30 November, 2022 | Vaishali Sharma

Gyanvapi National

A Varanasi court is likely to rule on Wednesday on the issue of grouping all the cases on the plea seeking worship rights for the 'Shivling' that the Hindu side claims to have discovered on the Gya...

A Varanasi court is likely to rule on Wednesday on the issue of grouping all the cases on the plea seeking worship rights for the ‘Shivling’ that the Hindu side claims to have discovered on the Gyanvapi mosque grounds. After 2 p.m., the case will be heard in the district judge’s court.

During the Advocate Commissioner’s hearings in the Gyanvapi Masjid case in May, various additional instances involving the claimed Shivling discovered in the survey were also brought before the court.

Notably, more than a half-dozen cases on the Gyanvapi matter have been filed in court, with hearings taking place in several courts.

Now, the court will deliver a verdict on hearing many cases of one nature together.

The Supreme Court on November 11 had extended its earlier order to protect the area where the ‘Shivling’ was stated to be discovered at the Gyanvapi Mosque complex during the court survey.

During the previous hearings in the Varanasi court, it had refused to allow a “scientific investigation” of the purported ‘Shivling’.

The Hindu side had demanded carbon dating of the structure they claimed to be a Shivling found inside the Gyanvapi Mosque’s wazukhana.

However, the Muslim side said that the structure found was a ‘fountain’. The Hindu side had then submitted an application in the Varanasi District Court on September 22 that sought a carbon dating of the object they claimed to be ‘Shivling’.

The Hindu side said that they would approach the Supreme Court against the Varanasi court’s verdict refusing to allow a ‘scientific investigation’ of the purported ‘Shivling’, claiming to be found on the Gyanvapi mosque premises.

On September 29 hearing, the Hindu side demanded a scientific investigation of the ‘Shivling’ by the Archaeological Survey of India (ASI) and the carbon dating of ‘Argha’ and the area around it.

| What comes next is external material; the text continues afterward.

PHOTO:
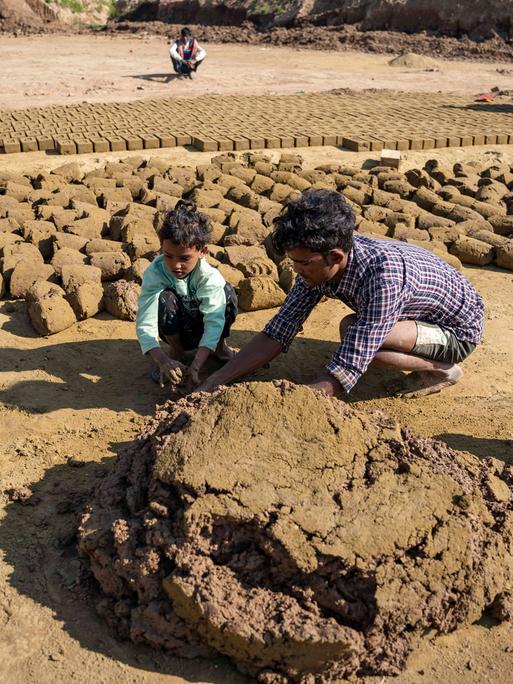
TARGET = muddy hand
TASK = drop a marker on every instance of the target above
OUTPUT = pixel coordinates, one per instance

The Varanasi court said, “It would not be proper to order the survey of Archaeological Survey of India (ASI) and by giving such order the age, nature, and structure of the said Shivling is known, even this does not imply the possibility of a just solution”.

Advocate Vishnu Jain, representing the side in the Gyanvapi case, “Court has rejected our demand of seeking carbon dating. We’ll move to Supreme Court against this order and challenge it there. I cannot announce the date as of now, but we’ll soon challenge this order in Supreme Court.”

Another lawyer of the Hindu side Madan Mohan Yadav said, “Though the court has rejected the demand of seeking carbon dating, the option of going to the High Court is available and the Hindu side will place their point before the High Court as well.”

Referring to the order of May 17 of the Supreme Court, the Varanasi Court had said that “If the alleged Shivling is damaged by taking samples, then it will be in violation of the order of the Supreme Court”.

“If the Shivling is damaged, the religious sentiments of the general public can also get hurt”, the Varanasi Court had said.

After hearing both sides’ arguments, the court reserved the order in the Gyanvapi Mosque-Shringar Gauri case.